Equity and access considerations
The burden of inappropriate CNS use is unlikely to be evenly distributed. Structural gaps in the U.S. health system can steer certain communities toward higher‑risk pharmacologic choices.
- Gaps in access to geriatric and behavioral health specialists can drive reliance on pharmacologic shortcuts, particularly in rural or under‑resourced communities.
- Caregiver availability and health‑system navigation barriers can influence treatment choices, with disproportionate effects on low‑income and minoritized older adults.
- Policy changes that improve reimbursement for non‑drug dementia care and that support family caregivers-such as navigation services and respite-may therefore function as safety interventions as much as equity measures.
What the authors say about next steps
“While CNS-active prescriptions may be appropriate in some cases, it is important for older patients or their caregivers to work closely with their physicians to ensure that these medications are appropriate to their cases. When inappropriate, patients and their care teams should consider alternative treatments and consider whether it might be safe to taper or stop the medication,” said Dr.

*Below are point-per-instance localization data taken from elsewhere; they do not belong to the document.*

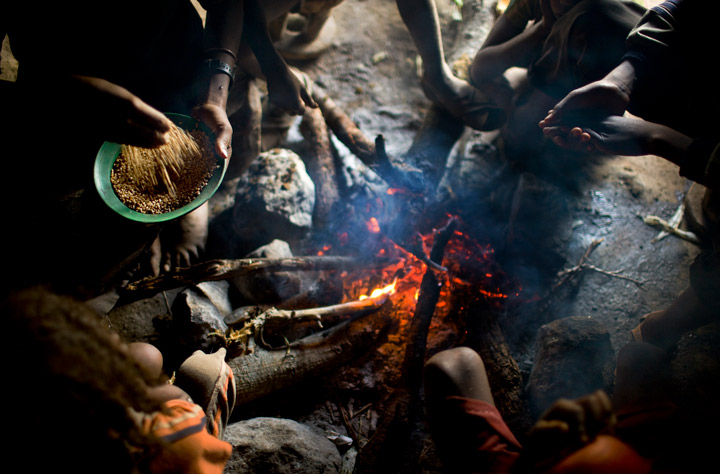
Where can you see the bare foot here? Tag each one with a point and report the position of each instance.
(464, 102)
(181, 241)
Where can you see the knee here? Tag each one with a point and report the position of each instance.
(148, 357)
(459, 371)
(459, 359)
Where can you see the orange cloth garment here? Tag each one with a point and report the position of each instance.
(190, 449)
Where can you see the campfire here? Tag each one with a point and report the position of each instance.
(376, 294)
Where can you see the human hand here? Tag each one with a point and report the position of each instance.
(613, 135)
(117, 114)
(216, 119)
(603, 97)
(549, 15)
(288, 90)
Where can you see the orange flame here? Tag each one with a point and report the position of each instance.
(386, 290)
(373, 225)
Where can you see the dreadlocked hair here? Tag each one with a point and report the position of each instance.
(77, 387)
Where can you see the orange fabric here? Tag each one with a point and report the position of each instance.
(190, 448)
(606, 454)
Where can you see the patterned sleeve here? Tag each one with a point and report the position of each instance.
(188, 447)
(520, 12)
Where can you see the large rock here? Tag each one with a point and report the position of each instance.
(695, 370)
(573, 357)
(275, 199)
(199, 316)
(279, 446)
(269, 287)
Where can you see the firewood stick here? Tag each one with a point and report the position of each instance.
(223, 269)
(266, 371)
(341, 309)
(665, 226)
(392, 438)
(320, 165)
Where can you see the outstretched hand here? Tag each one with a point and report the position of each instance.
(216, 119)
(613, 135)
(119, 115)
(599, 98)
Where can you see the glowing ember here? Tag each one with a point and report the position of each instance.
(373, 226)
(386, 290)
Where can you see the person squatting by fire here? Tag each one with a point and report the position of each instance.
(662, 81)
(110, 406)
(115, 87)
(123, 65)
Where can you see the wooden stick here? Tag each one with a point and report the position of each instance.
(320, 165)
(388, 449)
(222, 269)
(665, 226)
(344, 128)
(266, 371)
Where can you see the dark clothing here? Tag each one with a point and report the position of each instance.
(584, 45)
(671, 49)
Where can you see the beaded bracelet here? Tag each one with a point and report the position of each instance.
(222, 50)
(215, 65)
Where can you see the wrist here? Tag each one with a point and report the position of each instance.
(623, 78)
(669, 144)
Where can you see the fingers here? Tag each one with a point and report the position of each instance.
(307, 98)
(143, 115)
(216, 119)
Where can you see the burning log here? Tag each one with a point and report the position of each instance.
(371, 153)
(344, 128)
(254, 319)
(320, 165)
(267, 371)
(387, 450)
(223, 269)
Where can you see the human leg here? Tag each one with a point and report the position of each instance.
(439, 84)
(465, 425)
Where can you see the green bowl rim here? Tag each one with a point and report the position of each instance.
(108, 153)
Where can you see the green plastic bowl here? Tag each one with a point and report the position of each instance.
(109, 152)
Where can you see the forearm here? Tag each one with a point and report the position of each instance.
(223, 33)
(490, 62)
(668, 143)
(257, 37)
(623, 77)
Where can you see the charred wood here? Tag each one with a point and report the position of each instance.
(266, 371)
(223, 269)
(389, 448)
(320, 165)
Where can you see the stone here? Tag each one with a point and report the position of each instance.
(269, 287)
(136, 321)
(573, 357)
(275, 249)
(279, 446)
(275, 199)
(197, 319)
(695, 369)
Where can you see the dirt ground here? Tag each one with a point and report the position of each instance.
(384, 97)
(371, 72)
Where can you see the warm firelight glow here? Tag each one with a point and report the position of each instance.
(373, 226)
(386, 290)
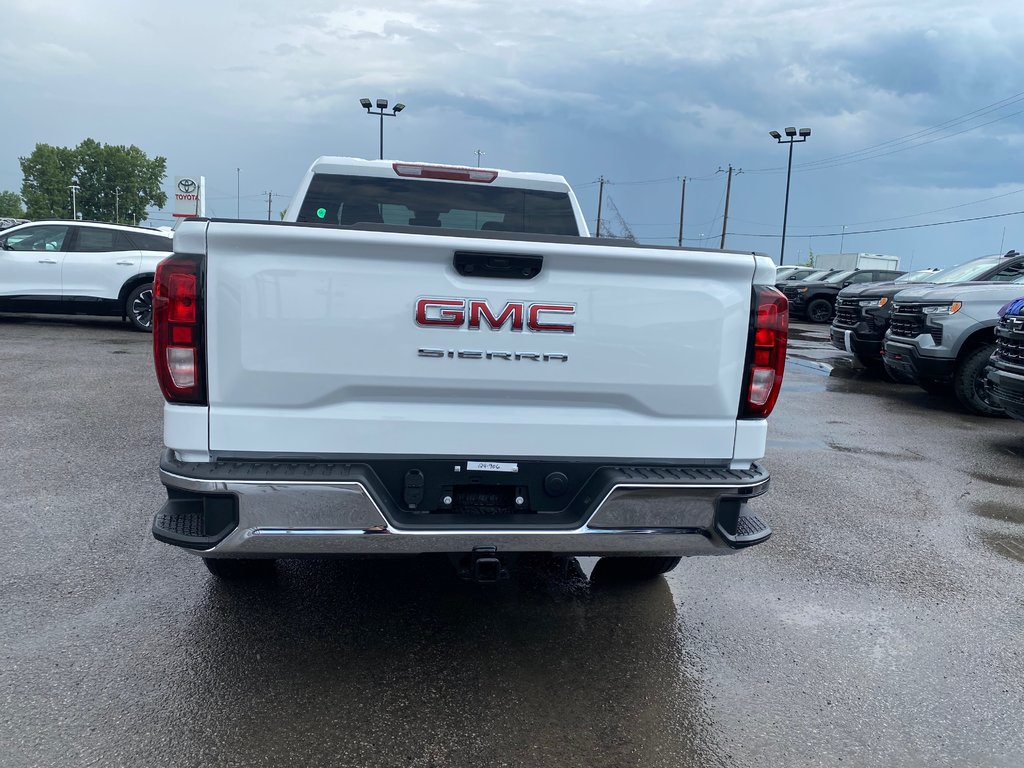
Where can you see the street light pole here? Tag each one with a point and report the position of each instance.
(791, 139)
(381, 107)
(74, 199)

Annie Yang, a scholar in the National Clinician Scholars Program at Yale University who led this study as a UCLA internal medicine resident.
The authors add that health systems and payers can support safer use by embedding deprescribing protocols, building dementia‑specific consult services, and ensuring that coverage rules do not make the safest options the hardest to access.

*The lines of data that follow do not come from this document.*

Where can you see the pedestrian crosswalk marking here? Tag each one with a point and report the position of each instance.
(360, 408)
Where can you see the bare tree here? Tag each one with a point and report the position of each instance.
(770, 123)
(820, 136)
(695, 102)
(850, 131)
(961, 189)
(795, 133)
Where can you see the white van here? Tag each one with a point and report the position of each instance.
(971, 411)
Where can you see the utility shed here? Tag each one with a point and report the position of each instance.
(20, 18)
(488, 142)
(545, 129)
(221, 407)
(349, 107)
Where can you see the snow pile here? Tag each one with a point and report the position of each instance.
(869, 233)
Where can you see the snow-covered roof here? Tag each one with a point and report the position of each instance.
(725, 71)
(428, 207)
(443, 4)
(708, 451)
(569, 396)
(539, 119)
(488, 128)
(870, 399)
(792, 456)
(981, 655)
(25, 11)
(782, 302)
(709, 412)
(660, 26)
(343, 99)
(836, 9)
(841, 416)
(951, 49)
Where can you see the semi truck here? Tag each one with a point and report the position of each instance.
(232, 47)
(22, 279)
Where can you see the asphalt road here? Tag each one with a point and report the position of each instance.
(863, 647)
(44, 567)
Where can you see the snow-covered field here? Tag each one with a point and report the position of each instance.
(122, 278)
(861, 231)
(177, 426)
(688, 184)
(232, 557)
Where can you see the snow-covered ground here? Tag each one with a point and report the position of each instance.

Study caveats to keep in mind
As with all claims‑based work, the analysis has important limits that matter for policymakers and clinicians interpreting the numbers.
- Data do not include Medicare Advantage beneficiaries, who now represent a growing share of enrollees.
- Claims may lack clinical details-such as severity of agitation-that influence prescribing decisions.
- Prevalence snapshots do not capture cumulative exposure or dose intensity over time.
By the numbers: key datapoints at a glance
| Metric | Value | Study year(s) |
|---|---|---|
| Any CNS‑active use among all Medicare fee‑for‑service beneficiaries | 20% → 16% | 2013 → 2021 |
| Share with documented clinical indication among those prescribed | < 1 in 3 | 2021 |
| Use by cognitive status | 17% (normal) | ~22% (impairment) | ~25% (dementia) | 2013-2021 |
| Likely inappropriate prescriptions | 15.7% → 11.4% | 2013 → 2021 |
| Clinically justified prescriptions | 6.0% → 5.5% | 2013 → 2021 |
Funding and collaborators
The study was funded by the National Institutes of Health/National Institute on Aging (R01AG070017-01) and conducted by a team spanning academic and federal care systems, including UCLA, RAND, the University of Michigan, and the VA Greater Los Angeles Healthcare System. Together, they argue that the next phase of CNS‑safety policy will need to move beyond counting prescriptions to closing the structural gaps that keep inappropriate use so persistent.